The Arab Community in Detroit

"I found out that Detroit is the only American city where an Arab does not feel like a foreigner. The Arabs who immigrated to Detroit did not only bring their suitcases, clothes, and gear; they also brought their reality, their customs, their traditions, and their day to day behavior. Furthermore, they brought their feuds and divisions... 'Any political or factional conflict taking place in an Arab state is reflected in the Diaspora community here, in Detroit. ...The Shiites too are divided. Some belong to Hizbullah and are supported by Iran. Others belong to Amal... and are accused of being supported by the West and the Americans.'"
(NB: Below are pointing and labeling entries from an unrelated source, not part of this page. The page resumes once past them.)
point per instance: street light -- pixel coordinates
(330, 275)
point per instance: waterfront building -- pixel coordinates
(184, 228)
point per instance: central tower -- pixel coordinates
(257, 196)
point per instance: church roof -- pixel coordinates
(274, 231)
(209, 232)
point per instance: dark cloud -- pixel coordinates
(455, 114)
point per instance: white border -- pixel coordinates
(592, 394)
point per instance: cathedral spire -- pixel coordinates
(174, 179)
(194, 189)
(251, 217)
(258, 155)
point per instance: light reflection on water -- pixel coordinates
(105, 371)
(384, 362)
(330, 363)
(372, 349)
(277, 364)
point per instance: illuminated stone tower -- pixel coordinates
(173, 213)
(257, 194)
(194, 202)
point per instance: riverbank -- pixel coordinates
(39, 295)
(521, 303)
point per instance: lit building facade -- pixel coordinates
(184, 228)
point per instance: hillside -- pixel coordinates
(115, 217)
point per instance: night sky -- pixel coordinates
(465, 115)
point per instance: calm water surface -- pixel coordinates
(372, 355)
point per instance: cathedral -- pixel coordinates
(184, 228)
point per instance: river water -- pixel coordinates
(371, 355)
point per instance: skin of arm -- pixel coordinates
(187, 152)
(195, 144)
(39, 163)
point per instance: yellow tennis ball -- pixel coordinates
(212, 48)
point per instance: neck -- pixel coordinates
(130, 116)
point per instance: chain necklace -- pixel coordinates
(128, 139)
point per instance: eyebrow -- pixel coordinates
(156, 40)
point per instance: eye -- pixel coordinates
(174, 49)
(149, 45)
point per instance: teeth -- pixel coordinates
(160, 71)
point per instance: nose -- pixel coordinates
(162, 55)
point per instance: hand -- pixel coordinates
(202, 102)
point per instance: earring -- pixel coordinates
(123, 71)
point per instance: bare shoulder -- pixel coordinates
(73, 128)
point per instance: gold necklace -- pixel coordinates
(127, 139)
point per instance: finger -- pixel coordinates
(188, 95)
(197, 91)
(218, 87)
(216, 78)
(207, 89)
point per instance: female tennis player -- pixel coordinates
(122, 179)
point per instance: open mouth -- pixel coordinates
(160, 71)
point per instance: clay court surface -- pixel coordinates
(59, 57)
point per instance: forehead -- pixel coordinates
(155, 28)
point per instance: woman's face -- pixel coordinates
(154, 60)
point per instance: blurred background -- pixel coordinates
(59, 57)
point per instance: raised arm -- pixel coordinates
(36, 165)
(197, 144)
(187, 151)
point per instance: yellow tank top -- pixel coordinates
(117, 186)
"The Arabs not only shifted their problems, conflicts, and political and communal struggles to Detroit. They also brought some religious rulings [fatwa] that reflect ignorance, backwardness, and the boycott mentality based on the religious rulings of fanatic extremists. In American Detroit there are Arabs who boycott art and music and blame the singers and the artist of heresy."

"Indeed, the distance between Skokie ('Little Israel') and Detroit ('the state of the Arabs in the US') is only seven hours by car, but the gap between the capabilities of the Jews in Skokie and that of the Arabs in Detroit is seven centuries."

[1] Roz Al-Yussouf (Egypt), January 28, 2000.